Le Portugal coince les Bleus / Ligue des nations / Gr. 3 / France-Portugal (0-0) / 11 octobre 2020 / SOFOOT.com


Quatre jours après la démolition de l’Ukraine, l’équipe de France a été accrochée dimanche soir au Stade de France par le Portugal (0-0).


Modififié

France 0-0 Portugal

Il y a des matchs amicaux qui se transforment en pochette-surprise à huit buts. Et il y a des matchs officiels, attendus depuis des semaines pour pouvoir jauger réellement le niveau d’une équipe, qui finissent en partie de casse-briques géante sans vainqueur. Dimanche soir, la France et le Portugal se sont regardés dans les yeux pendant 90 minutes et se sont à peine touchés. Résultat, au fond de son banc, Didier Deschamps a fini la soirée en tirant la tronche et on le comprend : il y a le sentiment que les Bleus n’ont rien appris d’eux-mêmes après ce sommet et c’est le principal regret du soir.

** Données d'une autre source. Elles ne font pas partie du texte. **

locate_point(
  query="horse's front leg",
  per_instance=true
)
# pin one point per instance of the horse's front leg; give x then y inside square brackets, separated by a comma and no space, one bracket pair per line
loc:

Courses dans le vide et film muet

Si les Bleus avaient attaqué leur 10 juillet 2016 comme des mabouls et en imposant un pressing terrible, ils ont cette fois reçu le Portugal comme on emmène un vieil ami au café. Ainsi, la première période aura été un long échange de politesses entre des champions du monde craintifs et des champions d’Europe en balade. Quatre jours après la démolition de l’Ukraine, l’équipe de France a peiné à imposer son rythme, et Paul Pogba, titularisé à la place du fougueux Camavinga, y est pour beaucoup. À la ramasse techniquement et bousculé dans les duels, le milieu de Manchester United a traversé les quarante-cinq premières minutes avec douleur, mais a malgré tout filé à Griezmann la seule vraie bombe offensive tricolore du premier acte, désamorcée en deux temps par Rui Patrício. Au-delà de ce pétard mouillé, les Bleus n’ont pas montré grand-chose, si ce n’est une demi-volée hors cadre de Giroud, et les Portugais, plus mobiles, n’ont pas fait beaucoup plus, même si Cristiano Ronaldo a poussé Lucas Hernandez à sortir un tacle héroïque et si João Félix aurait pu être plus adroit sur un coup franc d’un Bruno Fernandes hyperactif. À l’heure de rentrer aux vestiaires, une sale impression gagne l’observateur extérieur : ces vingt-deux types semblent courir et cogner dans le vide.
Puis, la seconde période est arrivée, et en dix minutes chrono, on a enfin vu des mouvements et des mandales. Kylian Mbappé, qui n’a passé aucun dribble dimanche soir, a d’abord été trop gourmand devant Rui Patrício après avoir laissé Danilo Pereira sur place, avant que Cristiano Ronaldo ne vienne foirer complètement une reprise sur un centre de Guerreiro. Face à des Portugais imperméables défensivement, l’équipe de France a commencé à balancer davantage vers un Giroud enrubanné après avoir mangé un Ruben Dias pleine poire en début de match, mais surtout à gagner un poil plus de duels – merci Rabiot, qui a apporté un peu de sérénité – dans l’entrejeu. Conséquence ? Aucune, les Bleus ne réussissant pas à trouver le moindre décalage dans les deux lignes de barbelés portugaises. De son côté, Lloris n’a pas vraiment non plus eu à se rouler dans la gadoue, João Félix lui envoyant une frappe dans la niche à vingt minutes de la fin et un but étant logiquement refusé à Pepe pour hors-jeu. Dans le dernier quart d’heure, Deschamps a alors tenté de secouer son onze en faisant entrer Martial à la place de Giroud, puis Coman pour faire souffler Mbappé, et a vu Pogba allumer gentiment Rui Patrício, en vain. On rêvait d’un feu d’artifices, on aura finalement eu le droit à un film muet, conclu par une parade décisive de Lloris devant Ronaldo : prochain rendez-vous mercredi, en Croatie.

France (4-3-1-2) : Lloris – Pavard, Varane, Kimpembe, Hernandez – Pogba, Kanté, Rabiot – Griezmann – Mbappé (Coman, 84e), Giroud (Martial, 74e). Sélectionneur : Didier Deschamps.

Portugal (4-2-3-1) : Rui Patrício – Semedo, R. Dias, Pepe, Guerreiro (Cancelo, 89e) – Danilo, W. Carvalho (J. Moutinho, 89e) – B. Fernandes (R. Sanches, 80e) – Ronaldo, J. Félix (Trincão, 89e), B. Silva (D. Jota, 61e). Sélectionneur : Fernando Santos.